Yuzhen didn't reach for the letter. He was suddenly afraid to touch it. His father had entered the secret realm eight months ago. Eight months of silence, no messages, no tokens, no broken communication jade lighting up in the middle of the night. At first, there had been confidence in the household. He was Early Golden Elixir. He'd gone with two companions. He wasn't reckless. Whatever was delaying him would pass. Then the first month stretched into the third. By the fifth, servants stopped mentioning his name carelessly. By the seventh, even hopeful people lowered their eyes before saying, "We still haven't heard anything." And now…

"Read," Bia Zhenyuan said.

Yuzhen took the paper. The first line was enough. *My son, if this reaches home, do not let your grandmother cry too much.* The words blurred. He blinked hard and read on. The letter had been written in haste; he could feel it in the cramped slant of the characters and the places where the ink had pooled. His father wrote that the secret realm wasn't what the old records claimed. That the inner restriction had shifted after opening. That two paths had collapsed and sealed behind them. That one companion had died. That the other was injured. Yuzhen's grip tightened.

Then came the part that made his stomach turn cold: *There is a spring in the inner valley said to restore damaged foundations. I have not yet confirmed it, but the signs are real enough that I cannot turn back now. If I must remain longer, do not come after me rashly.* There were more lines after that. Warnings. Instructions. The names of two people in a nearby city who might know the old route markers. A note for his elder brother regarding the family granary accounts, absurdly ordinary in the middle of everything else. And one final line at the end, written darker than the rest: *Tell Yuzhen this was my decision. He is not to carry it as a debt.*

The hall fell very quiet. Yuzhen read that last line again. And again. He had spent eight months carrying exactly that debt. His father had gone because of him. Because every physician in Mingzu had failed. Because no one could say broken foundations healed and mean it. Because hope, however thin, had been enough to send an Early Golden Elixir cultivator into a shifting realm that killed one companion and trapped the others.

He lowered the letter carefully. "When are you sending people?" he asked.

Minghe's expression shifted. "Yuzhen," his uncle said, "we're still deciding that."

"No. You've already decided. You're deciding how much to tell me."

Minghe went still. Across from him, Bia Zhenyuan said, very quietly, "Look at me."

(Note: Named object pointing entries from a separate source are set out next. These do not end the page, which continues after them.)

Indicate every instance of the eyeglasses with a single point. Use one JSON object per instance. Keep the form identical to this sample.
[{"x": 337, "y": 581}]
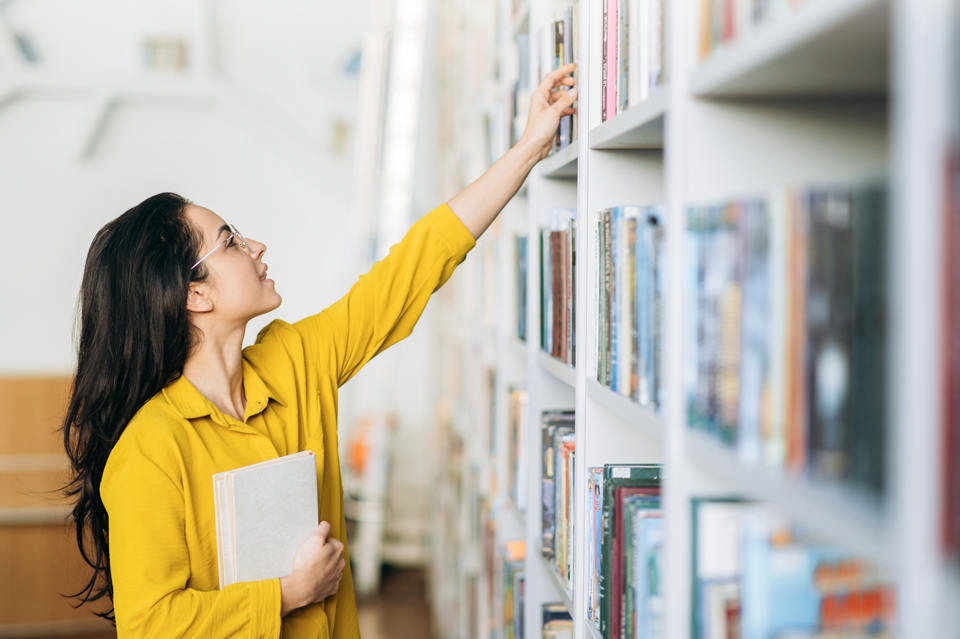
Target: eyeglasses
[{"x": 236, "y": 233}]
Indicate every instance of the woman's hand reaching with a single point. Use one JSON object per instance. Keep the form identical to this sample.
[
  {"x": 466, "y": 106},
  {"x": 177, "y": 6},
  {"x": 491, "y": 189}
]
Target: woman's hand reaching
[
  {"x": 317, "y": 570},
  {"x": 481, "y": 202},
  {"x": 547, "y": 106}
]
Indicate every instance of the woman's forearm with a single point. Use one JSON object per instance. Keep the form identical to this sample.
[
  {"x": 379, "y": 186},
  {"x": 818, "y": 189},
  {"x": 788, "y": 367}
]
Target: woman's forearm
[{"x": 480, "y": 203}]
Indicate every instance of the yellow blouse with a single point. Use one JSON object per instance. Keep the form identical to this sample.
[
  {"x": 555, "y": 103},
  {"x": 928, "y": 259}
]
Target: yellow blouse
[{"x": 157, "y": 485}]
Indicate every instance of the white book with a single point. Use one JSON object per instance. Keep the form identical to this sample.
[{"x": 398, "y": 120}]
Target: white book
[{"x": 264, "y": 513}]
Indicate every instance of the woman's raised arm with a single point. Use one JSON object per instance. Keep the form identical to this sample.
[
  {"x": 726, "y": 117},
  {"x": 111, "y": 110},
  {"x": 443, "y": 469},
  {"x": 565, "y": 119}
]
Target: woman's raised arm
[{"x": 480, "y": 203}]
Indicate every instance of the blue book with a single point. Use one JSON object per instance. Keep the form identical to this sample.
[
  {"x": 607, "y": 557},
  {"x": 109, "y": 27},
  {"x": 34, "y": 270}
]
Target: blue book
[
  {"x": 648, "y": 541},
  {"x": 691, "y": 307},
  {"x": 616, "y": 229}
]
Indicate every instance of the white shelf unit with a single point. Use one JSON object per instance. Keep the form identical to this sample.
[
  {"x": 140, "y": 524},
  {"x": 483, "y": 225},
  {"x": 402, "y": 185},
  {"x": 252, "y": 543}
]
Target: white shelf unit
[{"x": 838, "y": 91}]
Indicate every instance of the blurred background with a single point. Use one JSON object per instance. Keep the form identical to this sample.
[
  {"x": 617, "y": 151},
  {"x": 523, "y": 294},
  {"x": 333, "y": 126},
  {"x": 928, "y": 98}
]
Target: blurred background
[{"x": 255, "y": 110}]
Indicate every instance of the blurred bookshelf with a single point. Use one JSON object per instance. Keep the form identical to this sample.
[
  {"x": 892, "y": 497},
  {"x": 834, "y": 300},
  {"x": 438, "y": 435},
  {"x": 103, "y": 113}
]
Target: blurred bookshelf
[{"x": 800, "y": 111}]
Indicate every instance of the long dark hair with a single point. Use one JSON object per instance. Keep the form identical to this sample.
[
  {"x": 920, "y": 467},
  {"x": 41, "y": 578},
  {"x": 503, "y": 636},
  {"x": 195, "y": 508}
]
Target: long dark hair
[{"x": 134, "y": 339}]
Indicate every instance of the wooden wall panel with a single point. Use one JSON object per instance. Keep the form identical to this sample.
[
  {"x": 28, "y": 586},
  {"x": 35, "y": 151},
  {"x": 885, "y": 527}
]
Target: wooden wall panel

Yuzhen did. "You are not going," his grandfather stated. The words landed like stones. For one heartbeat, neither of them moved. Then Yuzhen laughed once, not because anything was funny, but because if he didn't, something worse might come out instead. "I didn't ask to go now."

"You were about to."

Yuzhen's mouth closed. That, too, was answer enough. Bia Zhenyuan leaned back in his chair, eyes hard as old bronze. "Your father wrote what he wrote because he knew you. He knew exactly what foolish thought would rise in your head the moment his letter touched your hand."

Yuzhen looked down at the page. The last line seemed to burn through the paper. Outside, the stream kept murmuring under the bridge. Inside, his grandfather's voice dropped even lower. "Your father entered that realm to bring you back a future," he said. "If you throw away what little you still have trying to run after him in your current state, then everything he did becomes a joke."

Yuzhen said nothing. He couldn't. Because the cruelest part was that his grandfather was right. And because buried under the shock, under the guilt, under the sudden bright flare of hope that his father was still alive, another thought had already taken shape – cold, immediate, impossible to ignore. A spring that could restore a damaged foundation. His father had gone in for that. For him. And somewhere behind his ribs, where his broken meridians still ached no matter how he carried himself, something answered like a wound touched by light.